Les forces de sécurité nigérianes ont coutume de procéder à des exécutions extrajudiciaires, des actes de torture et d’autres mauvais traitements. Dans son rapport intitulé Nigeria. Ils tuent à leur gré. Exécutions extrajudiciaires et autres homicides illégaux commis par la police au Nigeria, Amnesty International a révélé que la police nigériane se rend coupable de centaines d’exécutions extrajudiciaires chaque année.

D’innombrables exécutions extrajudiciaires ont lieu lors d’opérations de police ; les policiers abattent régulièrement des personnes qu’ils accusent d’être des « voleurs armés », affirmant souvent que les victimes essayaient de s’échapper.
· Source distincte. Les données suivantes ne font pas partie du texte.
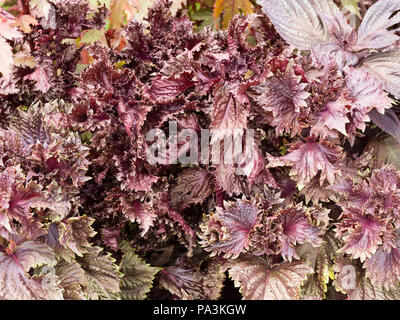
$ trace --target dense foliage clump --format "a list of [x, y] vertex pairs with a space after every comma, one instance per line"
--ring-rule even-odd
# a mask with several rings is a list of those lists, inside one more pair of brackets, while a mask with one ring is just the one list
[[203, 2], [0, 1], [1, 299], [400, 298], [400, 2]]

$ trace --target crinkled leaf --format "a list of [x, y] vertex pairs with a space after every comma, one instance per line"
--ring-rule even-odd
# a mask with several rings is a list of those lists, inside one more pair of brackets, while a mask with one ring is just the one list
[[222, 28], [226, 29], [233, 17], [237, 14], [252, 14], [253, 5], [249, 0], [216, 0], [214, 3], [214, 19], [218, 19], [221, 14]]
[[211, 194], [211, 175], [207, 170], [186, 169], [179, 174], [171, 190], [172, 206], [177, 209], [202, 203]]
[[259, 0], [276, 30], [289, 44], [301, 49], [325, 43], [328, 33], [319, 12], [334, 16], [340, 13], [331, 0]]
[[295, 300], [313, 268], [306, 261], [281, 263], [271, 269], [256, 256], [244, 255], [229, 264], [229, 275], [245, 300]]
[[87, 285], [84, 293], [88, 299], [112, 299], [120, 293], [119, 268], [109, 253], [101, 254], [102, 250], [100, 247], [88, 247], [87, 253], [77, 258], [85, 271]]
[[84, 300], [83, 288], [87, 286], [85, 271], [76, 262], [60, 261], [56, 266], [65, 300]]
[[55, 264], [52, 249], [35, 241], [24, 242], [8, 253], [0, 252], [0, 297], [7, 300], [62, 299], [55, 278], [35, 279], [28, 274], [31, 268]]
[[120, 263], [124, 277], [121, 280], [121, 297], [125, 300], [143, 300], [150, 291], [154, 276], [160, 268], [152, 267], [139, 258], [133, 250], [124, 254]]
[[11, 46], [3, 37], [0, 37], [0, 73], [9, 79], [14, 65]]
[[395, 288], [400, 282], [399, 248], [387, 251], [379, 248], [371, 258], [365, 260], [363, 268], [374, 285], [383, 286], [387, 290]]
[[333, 261], [339, 249], [339, 241], [331, 233], [324, 236], [324, 243], [313, 247], [308, 243], [301, 245], [297, 252], [302, 260], [308, 261], [314, 268], [302, 287], [305, 297], [324, 299], [328, 290], [327, 284], [334, 279]]
[[289, 153], [283, 157], [267, 156], [268, 167], [291, 166], [290, 176], [297, 181], [301, 190], [320, 172], [320, 184], [327, 180], [330, 184], [340, 176], [338, 163], [343, 158], [340, 147], [327, 141], [322, 143], [313, 140], [293, 144]]
[[[224, 253], [226, 258], [237, 258], [249, 245], [249, 234], [259, 223], [259, 209], [253, 202], [238, 199], [224, 202], [203, 222], [203, 246], [212, 256]], [[215, 232], [218, 237], [215, 238]]]
[[334, 264], [336, 290], [347, 294], [349, 300], [398, 300], [399, 288], [386, 290], [373, 285], [365, 277], [365, 271], [348, 258], [338, 258]]
[[362, 67], [375, 76], [383, 89], [400, 98], [400, 50], [391, 50], [367, 57]]
[[379, 128], [400, 142], [400, 120], [393, 110], [389, 109], [381, 114], [373, 109], [368, 115]]

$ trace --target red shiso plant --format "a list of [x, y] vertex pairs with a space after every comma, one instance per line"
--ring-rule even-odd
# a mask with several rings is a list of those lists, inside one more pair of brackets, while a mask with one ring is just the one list
[[0, 2], [0, 298], [400, 299], [400, 1], [106, 2]]

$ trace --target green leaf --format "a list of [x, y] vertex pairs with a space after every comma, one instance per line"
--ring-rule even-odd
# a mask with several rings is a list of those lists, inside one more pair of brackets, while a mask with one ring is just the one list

L’ordonnance de police n° 237 et la Constitution nigériane autorisent les agents de police à ouvrir le feu sur des suspects qui tentent de s’échapper ou d’éviter une arrestation, ce qui est contraire aux normes internationales.

Amnesty International craint également que de nombreux détenus ayant disparu en garde à vue n’aient été victimes d’une exécution extrajudiciaire. Il arrive aussi que des policiers ouvrent le feu sur des conducteurs qui ne leur versent pas de pots-de-vin aux postes de contrôle et les tuent.
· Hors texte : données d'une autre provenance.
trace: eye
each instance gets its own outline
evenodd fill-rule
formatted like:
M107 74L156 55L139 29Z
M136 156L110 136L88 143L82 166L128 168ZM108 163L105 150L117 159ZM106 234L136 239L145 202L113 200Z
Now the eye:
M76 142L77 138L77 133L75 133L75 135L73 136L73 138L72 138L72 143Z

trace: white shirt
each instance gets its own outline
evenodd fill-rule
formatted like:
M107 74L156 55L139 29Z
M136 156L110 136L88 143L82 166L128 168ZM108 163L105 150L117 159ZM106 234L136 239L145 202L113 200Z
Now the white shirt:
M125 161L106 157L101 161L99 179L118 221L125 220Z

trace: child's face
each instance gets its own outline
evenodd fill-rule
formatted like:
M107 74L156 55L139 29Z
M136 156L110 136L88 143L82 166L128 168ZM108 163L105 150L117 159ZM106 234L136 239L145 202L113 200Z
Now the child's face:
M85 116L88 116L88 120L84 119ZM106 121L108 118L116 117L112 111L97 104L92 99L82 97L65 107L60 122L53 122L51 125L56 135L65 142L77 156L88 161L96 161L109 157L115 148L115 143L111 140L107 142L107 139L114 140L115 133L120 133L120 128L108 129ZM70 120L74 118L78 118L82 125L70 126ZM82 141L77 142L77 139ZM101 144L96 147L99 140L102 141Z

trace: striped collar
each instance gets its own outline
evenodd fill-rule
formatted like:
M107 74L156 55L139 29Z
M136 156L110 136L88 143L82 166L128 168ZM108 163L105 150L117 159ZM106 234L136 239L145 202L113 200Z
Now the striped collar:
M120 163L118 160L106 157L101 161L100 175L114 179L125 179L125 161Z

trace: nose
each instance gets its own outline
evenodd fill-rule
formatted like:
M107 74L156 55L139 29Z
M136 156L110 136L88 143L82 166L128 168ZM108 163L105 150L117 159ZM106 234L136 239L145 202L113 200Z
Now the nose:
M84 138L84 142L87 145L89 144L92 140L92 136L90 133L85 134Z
Très peu de policiers sont traduits en justice, faute de lois le permettant et d’une volonté d’enquêter et d’engager des poursuites. Le mépris généralisé au sein de la police pour les droits humains et les garanties prévues par la loi ont contribué à créer une culture de l’impunité.

Les victimes sont en très grande partie pauvres, et leurs proches n’ont pas les moyens de s’offrir les services d’un avocat. Ceux qui se plaignent sont ignorés et ceux qui persistent risquent le harcèlement.
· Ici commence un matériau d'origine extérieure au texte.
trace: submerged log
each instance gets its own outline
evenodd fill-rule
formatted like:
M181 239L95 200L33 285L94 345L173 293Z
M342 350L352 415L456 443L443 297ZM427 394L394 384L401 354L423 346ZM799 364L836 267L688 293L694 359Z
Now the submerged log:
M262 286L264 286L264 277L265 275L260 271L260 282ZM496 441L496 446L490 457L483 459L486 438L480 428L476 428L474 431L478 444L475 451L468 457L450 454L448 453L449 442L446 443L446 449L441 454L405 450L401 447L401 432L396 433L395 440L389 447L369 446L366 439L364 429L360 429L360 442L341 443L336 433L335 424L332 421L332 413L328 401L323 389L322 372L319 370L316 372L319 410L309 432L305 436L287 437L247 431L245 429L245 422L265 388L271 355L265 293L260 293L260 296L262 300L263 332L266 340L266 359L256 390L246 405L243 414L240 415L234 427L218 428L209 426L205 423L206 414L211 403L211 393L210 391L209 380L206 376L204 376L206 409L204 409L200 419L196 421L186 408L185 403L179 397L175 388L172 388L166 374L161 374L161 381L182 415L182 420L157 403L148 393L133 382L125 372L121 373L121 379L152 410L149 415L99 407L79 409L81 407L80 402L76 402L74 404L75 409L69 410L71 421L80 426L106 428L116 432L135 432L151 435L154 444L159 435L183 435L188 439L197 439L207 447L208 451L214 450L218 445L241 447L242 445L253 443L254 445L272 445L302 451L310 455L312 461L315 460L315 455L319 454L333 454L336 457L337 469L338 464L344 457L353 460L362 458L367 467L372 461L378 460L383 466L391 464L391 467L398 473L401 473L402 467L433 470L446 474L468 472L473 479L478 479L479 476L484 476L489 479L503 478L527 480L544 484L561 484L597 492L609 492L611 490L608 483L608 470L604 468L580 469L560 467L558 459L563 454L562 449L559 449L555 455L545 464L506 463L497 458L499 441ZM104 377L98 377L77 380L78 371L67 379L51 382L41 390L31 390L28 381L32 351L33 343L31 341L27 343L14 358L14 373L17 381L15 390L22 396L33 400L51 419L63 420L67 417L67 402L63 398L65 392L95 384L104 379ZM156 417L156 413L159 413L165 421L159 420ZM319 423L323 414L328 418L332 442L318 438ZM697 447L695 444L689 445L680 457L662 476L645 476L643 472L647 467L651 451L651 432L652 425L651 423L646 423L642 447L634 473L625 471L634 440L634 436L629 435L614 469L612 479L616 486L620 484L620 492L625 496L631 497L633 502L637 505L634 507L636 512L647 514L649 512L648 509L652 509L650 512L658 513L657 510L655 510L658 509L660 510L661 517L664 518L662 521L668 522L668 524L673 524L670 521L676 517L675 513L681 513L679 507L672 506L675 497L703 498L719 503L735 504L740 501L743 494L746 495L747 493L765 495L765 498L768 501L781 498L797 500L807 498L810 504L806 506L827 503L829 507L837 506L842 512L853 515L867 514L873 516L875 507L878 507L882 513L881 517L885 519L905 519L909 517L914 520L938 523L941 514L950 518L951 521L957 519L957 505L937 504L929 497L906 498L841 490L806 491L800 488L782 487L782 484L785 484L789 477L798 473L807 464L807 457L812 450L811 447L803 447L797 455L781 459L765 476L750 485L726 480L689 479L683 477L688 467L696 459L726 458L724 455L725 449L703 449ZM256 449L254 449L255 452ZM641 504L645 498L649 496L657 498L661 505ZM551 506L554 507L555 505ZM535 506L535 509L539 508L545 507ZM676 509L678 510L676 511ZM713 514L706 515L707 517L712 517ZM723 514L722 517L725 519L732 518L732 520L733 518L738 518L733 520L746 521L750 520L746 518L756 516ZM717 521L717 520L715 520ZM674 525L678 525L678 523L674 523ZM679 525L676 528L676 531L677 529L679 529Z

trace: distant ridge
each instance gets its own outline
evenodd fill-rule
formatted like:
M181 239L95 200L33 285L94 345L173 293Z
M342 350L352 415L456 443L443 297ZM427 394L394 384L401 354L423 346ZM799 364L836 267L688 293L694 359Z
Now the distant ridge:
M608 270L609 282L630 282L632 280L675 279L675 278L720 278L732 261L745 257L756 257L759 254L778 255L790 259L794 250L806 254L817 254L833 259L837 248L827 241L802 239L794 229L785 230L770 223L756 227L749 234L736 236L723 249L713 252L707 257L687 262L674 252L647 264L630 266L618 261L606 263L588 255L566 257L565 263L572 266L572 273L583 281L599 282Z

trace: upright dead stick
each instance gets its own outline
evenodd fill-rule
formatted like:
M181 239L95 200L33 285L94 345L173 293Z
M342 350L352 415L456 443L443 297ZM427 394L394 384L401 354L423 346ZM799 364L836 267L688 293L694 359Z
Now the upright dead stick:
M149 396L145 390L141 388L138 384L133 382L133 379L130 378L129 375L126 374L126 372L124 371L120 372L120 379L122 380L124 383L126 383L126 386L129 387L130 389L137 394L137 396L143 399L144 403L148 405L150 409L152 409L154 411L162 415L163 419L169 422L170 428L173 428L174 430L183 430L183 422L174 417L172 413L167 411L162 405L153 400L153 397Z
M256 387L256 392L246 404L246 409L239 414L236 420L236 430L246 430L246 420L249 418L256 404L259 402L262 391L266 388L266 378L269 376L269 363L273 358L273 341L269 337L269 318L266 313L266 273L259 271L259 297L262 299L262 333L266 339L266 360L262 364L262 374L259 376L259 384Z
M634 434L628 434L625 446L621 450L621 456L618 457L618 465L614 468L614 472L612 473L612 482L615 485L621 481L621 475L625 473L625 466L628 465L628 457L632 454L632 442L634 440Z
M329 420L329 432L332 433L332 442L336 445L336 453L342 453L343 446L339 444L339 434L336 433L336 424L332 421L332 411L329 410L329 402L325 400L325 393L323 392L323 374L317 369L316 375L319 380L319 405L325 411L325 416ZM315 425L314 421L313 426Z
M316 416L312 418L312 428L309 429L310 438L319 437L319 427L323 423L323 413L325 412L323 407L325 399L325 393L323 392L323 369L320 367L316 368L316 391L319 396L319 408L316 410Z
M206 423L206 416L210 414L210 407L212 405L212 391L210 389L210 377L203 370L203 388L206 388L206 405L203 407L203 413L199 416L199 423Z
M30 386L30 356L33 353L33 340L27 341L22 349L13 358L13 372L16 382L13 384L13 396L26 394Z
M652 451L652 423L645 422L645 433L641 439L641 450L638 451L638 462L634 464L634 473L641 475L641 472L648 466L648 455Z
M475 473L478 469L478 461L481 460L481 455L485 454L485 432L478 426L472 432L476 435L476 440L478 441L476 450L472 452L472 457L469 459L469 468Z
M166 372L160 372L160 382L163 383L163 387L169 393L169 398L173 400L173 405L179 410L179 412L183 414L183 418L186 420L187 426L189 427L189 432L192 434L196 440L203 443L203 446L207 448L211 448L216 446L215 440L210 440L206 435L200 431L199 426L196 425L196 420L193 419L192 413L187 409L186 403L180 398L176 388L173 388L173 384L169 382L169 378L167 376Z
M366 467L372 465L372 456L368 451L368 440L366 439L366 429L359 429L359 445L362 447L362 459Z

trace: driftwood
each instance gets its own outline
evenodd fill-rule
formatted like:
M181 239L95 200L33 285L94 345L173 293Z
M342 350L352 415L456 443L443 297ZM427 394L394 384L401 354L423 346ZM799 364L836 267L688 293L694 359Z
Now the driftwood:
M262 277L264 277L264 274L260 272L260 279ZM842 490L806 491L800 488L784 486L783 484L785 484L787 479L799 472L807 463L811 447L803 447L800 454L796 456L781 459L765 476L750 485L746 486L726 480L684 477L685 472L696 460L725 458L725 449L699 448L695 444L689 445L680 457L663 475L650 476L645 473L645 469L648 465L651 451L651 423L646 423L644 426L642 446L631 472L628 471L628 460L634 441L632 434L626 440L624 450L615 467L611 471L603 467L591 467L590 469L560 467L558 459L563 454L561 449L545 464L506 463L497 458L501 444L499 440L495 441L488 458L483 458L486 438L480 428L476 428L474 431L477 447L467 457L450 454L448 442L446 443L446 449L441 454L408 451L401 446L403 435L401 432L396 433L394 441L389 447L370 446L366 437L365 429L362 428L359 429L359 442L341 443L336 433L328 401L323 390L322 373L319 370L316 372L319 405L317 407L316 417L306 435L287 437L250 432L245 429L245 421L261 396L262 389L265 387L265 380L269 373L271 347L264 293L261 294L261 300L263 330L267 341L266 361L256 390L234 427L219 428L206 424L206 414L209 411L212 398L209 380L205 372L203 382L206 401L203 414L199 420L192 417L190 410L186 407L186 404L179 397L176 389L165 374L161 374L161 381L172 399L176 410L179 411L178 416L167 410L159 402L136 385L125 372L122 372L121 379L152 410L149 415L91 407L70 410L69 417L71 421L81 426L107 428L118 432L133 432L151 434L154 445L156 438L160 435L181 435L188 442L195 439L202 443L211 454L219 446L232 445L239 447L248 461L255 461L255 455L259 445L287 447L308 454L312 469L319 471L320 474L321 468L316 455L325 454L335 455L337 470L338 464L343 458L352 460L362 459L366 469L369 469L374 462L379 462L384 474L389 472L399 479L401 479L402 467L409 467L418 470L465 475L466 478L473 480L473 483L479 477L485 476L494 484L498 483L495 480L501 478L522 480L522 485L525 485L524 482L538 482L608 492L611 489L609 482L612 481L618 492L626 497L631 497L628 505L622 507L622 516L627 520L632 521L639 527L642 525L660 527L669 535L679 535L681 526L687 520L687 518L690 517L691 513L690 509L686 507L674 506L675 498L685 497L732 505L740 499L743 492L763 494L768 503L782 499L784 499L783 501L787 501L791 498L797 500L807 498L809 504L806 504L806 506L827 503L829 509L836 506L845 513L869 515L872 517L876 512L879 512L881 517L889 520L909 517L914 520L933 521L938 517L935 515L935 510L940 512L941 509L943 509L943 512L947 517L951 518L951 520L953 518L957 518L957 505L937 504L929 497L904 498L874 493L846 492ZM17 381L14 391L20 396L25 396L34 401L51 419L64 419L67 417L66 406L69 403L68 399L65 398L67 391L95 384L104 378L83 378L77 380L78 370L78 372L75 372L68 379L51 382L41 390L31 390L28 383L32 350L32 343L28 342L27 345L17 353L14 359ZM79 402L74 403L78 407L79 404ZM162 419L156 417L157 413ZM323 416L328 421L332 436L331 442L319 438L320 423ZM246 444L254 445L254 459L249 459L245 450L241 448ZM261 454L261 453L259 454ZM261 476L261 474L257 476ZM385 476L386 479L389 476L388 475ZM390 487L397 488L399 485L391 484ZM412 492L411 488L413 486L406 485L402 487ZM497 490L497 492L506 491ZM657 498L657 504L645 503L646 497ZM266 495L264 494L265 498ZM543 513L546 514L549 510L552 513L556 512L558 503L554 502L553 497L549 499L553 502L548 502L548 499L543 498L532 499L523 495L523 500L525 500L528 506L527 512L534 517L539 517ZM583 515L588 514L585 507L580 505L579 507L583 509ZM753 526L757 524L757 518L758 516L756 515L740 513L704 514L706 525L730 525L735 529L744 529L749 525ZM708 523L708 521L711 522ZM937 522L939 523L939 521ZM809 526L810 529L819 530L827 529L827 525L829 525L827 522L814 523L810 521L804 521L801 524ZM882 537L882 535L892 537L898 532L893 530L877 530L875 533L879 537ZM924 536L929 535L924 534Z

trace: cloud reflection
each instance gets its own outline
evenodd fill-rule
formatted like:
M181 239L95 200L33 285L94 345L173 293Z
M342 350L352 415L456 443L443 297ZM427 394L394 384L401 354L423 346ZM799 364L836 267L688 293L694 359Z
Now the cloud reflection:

En dépit des multiples déclarations du gouvernement nigérian selon lesquelles il mettra fin aux exécutions extrajudiciaires et autres homicides illégaux, très peu a été fait. Ces quatre dernières années, les autorités nigérianes ont créé deux comités chargés d’examiner le bilan des forces de police et de proposer des réformes. Les recommandations qu’ils ont formulées n’ont pas été suivies d’effet. La révision de la Loi de 1990 relative à la police a débuté en 2004, mais n’a toujours pas débouché sur un nouveau texte.

Selon les normes et le droit internationaux, les responsables de l’application des lois ne doivent recourir aux armes à feu que pour se défendre ou défendre des tiers contre une menace imminente de mort ou de blessure grave, pour prévenir une infraction mettant sérieusement en danger des vies humaines, ou pour empêcher une personne présentant un tel danger de s’échapper. Tout usage de la force ou d’une arme à feu ayant entraîné la mort ou des blessures doit faire l’objet d’une enquête visant à établir qu’il ne s’agissait pas d’un recours arbitraire ou abusif à la force. Ces enquêtes doivent également s’appliquer, le cas échéant, aux chefs de la police et aux personnes ayant des responsabilités au sein de la chaîne de commandement. Les personnes soupçonnées doivent être relevées de leurs fonctions le temps de l’enquête.